Sabır acıysa da, sonu selamettir

Hikmet ehli zatlar buyuruyor ki:
Nimetlerin elden çıkmaması ve artması için şükretmek lazımdır. Allahü teâlâ, (Verdiğim nimetlere şükrederseniz onları arttırırım. Şükretmezseniz elinizden alır, şiddetli azap ederim) buyuruyor. Cüneyd-i Bağdadi hazretleri, (Şükür, Allahü teâlânın ihsan ettiği nimetleri, Onun istediği gibi, Onun istediği yolda kullanmaktır) buyuruyor.

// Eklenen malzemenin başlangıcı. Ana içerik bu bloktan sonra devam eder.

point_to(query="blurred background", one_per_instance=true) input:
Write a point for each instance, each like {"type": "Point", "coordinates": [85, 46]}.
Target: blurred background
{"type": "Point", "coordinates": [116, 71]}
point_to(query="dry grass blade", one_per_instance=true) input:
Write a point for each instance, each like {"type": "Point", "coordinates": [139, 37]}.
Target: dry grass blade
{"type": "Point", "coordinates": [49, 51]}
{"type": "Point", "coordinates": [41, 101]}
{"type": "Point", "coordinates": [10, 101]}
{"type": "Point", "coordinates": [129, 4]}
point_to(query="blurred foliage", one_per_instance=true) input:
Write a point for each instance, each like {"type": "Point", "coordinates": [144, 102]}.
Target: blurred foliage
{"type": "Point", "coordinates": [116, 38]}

Hiçbir şeyden dolayı, hiçbir şikâyette bulunmamak lazımdır. Şikâyette bulunmak, nimetleri unutmak, şükretmemek demektir. Dolayısıyla nimetlerin elden çıkması ve azapların gelmesi demektir. Bir musibet geldiğinde tevbe ve istigfar edip sabretmelidir. Çünkü hadis-i şerifte, (Bir haksızlıkla karşılaştığınızda, susup sabrederseniz Allahü teâlâ o haksızlığı muhakkak giderir) buyuruluyor. Susmak dile hâkim olmak, sabır ise kalbe hâkim olmak demektir. Aksi durumda yani susulmaz ve sabredilmezse haksızlığın giderilme ihtimali olduğu kadar giderilmeme ihtimali de vardır.

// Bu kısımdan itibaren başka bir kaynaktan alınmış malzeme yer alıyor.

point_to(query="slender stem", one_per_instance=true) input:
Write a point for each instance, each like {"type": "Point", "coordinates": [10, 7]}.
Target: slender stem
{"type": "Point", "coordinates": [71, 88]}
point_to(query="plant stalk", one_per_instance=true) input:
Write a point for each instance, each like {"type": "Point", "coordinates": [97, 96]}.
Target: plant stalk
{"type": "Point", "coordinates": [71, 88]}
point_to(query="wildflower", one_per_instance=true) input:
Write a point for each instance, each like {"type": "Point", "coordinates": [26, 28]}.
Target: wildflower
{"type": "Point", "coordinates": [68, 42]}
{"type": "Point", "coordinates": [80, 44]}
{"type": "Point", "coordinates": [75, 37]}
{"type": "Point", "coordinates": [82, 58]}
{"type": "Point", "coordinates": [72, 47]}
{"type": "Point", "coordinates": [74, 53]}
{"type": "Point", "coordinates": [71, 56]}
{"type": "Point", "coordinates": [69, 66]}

İşimizi ihtimallere bırakmamalıyız. Kazanmak muhakkak iken kaybetmek çok yanlış olur. (Sabreden zafere ulaşır) hadis-i şerifi, sabrın sonunun her zaman selamet olduğunu bildiriyor. Sabır döneminde acele etmemeli. Acelecilik şeytandandır. Şeytandan olan hiçbir şeyde hayır yoktur. Eğer acele edip, sabretmezsek, belalar artar. Fakat bu dönemde sabredersek, sonu muhakkak selamet olur. Şunu iyi bilelim ki, varlıkta imtihan daha zordur. Çünkü varlıkta nefsin bütün arzuları ayaktadır ve nefsi frenlemek daha zordur. Yokluktaysa, nefsi azdıracak fazla sebep yoktur.

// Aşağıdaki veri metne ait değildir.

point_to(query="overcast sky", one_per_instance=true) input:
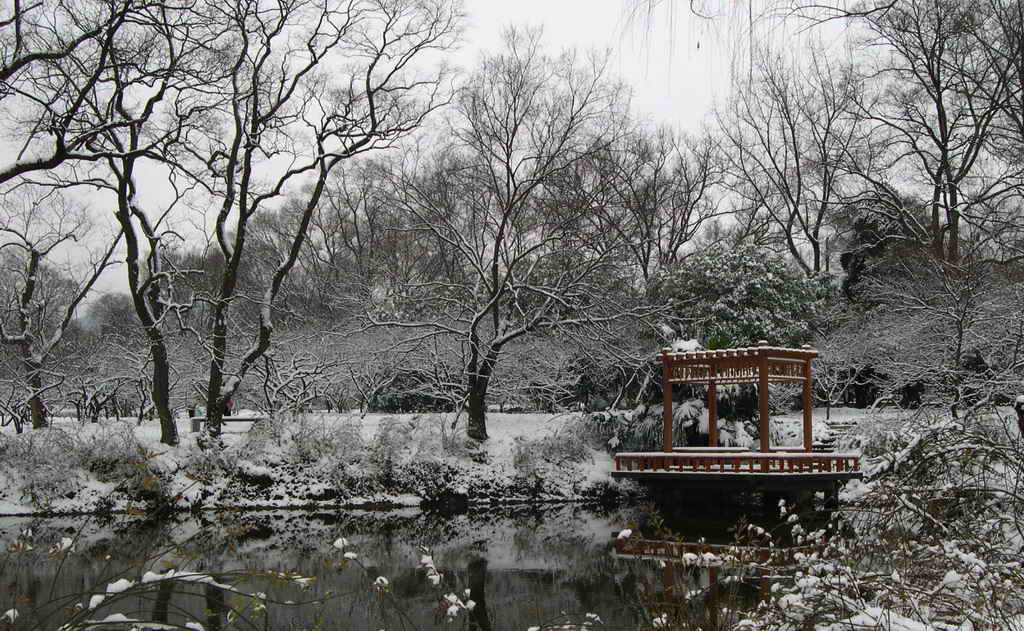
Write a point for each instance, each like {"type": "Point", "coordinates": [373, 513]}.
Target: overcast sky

Merhum Nasreddin Hoca, derdine çare aramayıp, (Yâ Rabbî, bu derdi benden alma!) diye dua eder. Duyanlar şaşırıp sebebini sorduklarında, (Bu dert giderse daha büyüğü gelebilir, çünkü mümin, bela ve musibetten kurtulmaz. Buna alıştım, belki ona sabredemem) der. Müminin başı dertten kurtulmaz. Bir dert giderse başka bir dert gelir. İllet yani hastalık, zillet yani itibarsızlık, kıllet yani fakirlik, eksik olmaz. Mümin, dünyada âhiretteki yerine göre karanlıktadır, ama âhirette ebedî aydınlığa kavuşacaktır. Kâfir de dünyada, âhiretteki yerine göre aydınlıktadır, ama âhirette ebedî karanlığa gidecektir. İkisi bir olur mu?